Pablo Fallabrino of Vinedo de los Vientos
“In 2004, my mother gave me a notebook from my father with all different dessert winemaking techniques,” say Pablo Fallabrino, the owner and winemaker at Vinedo de los Vientos, who’s also an avid surfer around the world. “Marsala, Vermouth…I combined different techniques to make ‘Alcyone’. It’s a wine fortified with brandy and different herbs and aged in French oak…the reserve is fortified with grappa…people love it with chocolate and blue cheese.”
With TEW since 2005, Pablo grew up in a family of winemakers. His grandfather, Angelo Fallabrino, moved to Uruguay from Piedmont in 1920, and in the 1930’s he started two wineries with five different vineyards. Eventually, his father Alejandro took over, becoming one of the key players in the Uruguayan wine industry, until he passed away in 1991. When Angelo died, in 1995, Pablo took over a single vineyard-Vinedo de los Vientos, and in 1997, he decided to start his own winery.
“We started talking in 2004,” says Jorge, our Portfolio Director of South American wines. “It was a process of tasting his wines two vintages in a row…Uruguay was not on anyone’s topic of conversation in New York. The first year, we didn’t think it was quite there, we tasted the following year and it was very good. Pablo thinks outside of the box in Uruguay…his style of winemaking is playful and adventurous…[in the beginning] we ordered 20 cases of his Tannat dessert wine…and it sold out that day.” The 20 cases were picked up by Chanterelle and by Artisanal. “…We were probably one of the first importers to have wines from Uruguay.”
Located just 4km from Atlantida, a coastal city, Vinedo de los Vientos, or “Vineyard of the Winds,” sits where the River Plate estuary meets the Atlantic Ocean. With 17ha under vine, the family practices sustainable farming. “It’s really wild,” says Pablo, “we don’t like an overworked vineyard.” Using no insecticide and no-till farming, they do not filter their wines, and only fine with egg whites if necessary. They employ 20% selected yeasts, “just to start the fermentation,” says Pablo, “…then you have yeast in the air…ten days after harvest, yeast is everywhere.
“In 2000,” says Pablo, [I realized] “I wanted to do something unique, so I started to produce blends…[using] old winemaking techniques.
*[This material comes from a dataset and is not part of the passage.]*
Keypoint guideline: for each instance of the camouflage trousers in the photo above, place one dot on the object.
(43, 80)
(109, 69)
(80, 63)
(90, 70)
The white [“Estival”] is a blend, but it’s fermented all together…I use the ripasso technique for Tannat…now I’m planting Italian varietals.”
With their recent acquisition of Catedrral, 10ha of vineyards at 500m, Vinedo de los Vientos now has the highest vineyard in Uruguay. They’ll plant six varietals in this experimental vineyard and, “for three years, we’ll harvest and select the best varietals,” says Pablo. “It’s two to three degrees [C] cooler than the other [vineyard]…and it’s steep, so we’ll have to make terraces…I want to see how the grapes develop there, to start natural, then see what I have to do.
“I produce something unique every vintage,” adds Fallabrino. “It depends on the weather. In Uruguay, it’s not easy to produce something consistent. Good, yes. But if I don’t produce the same wine year after year, I’m not worried.”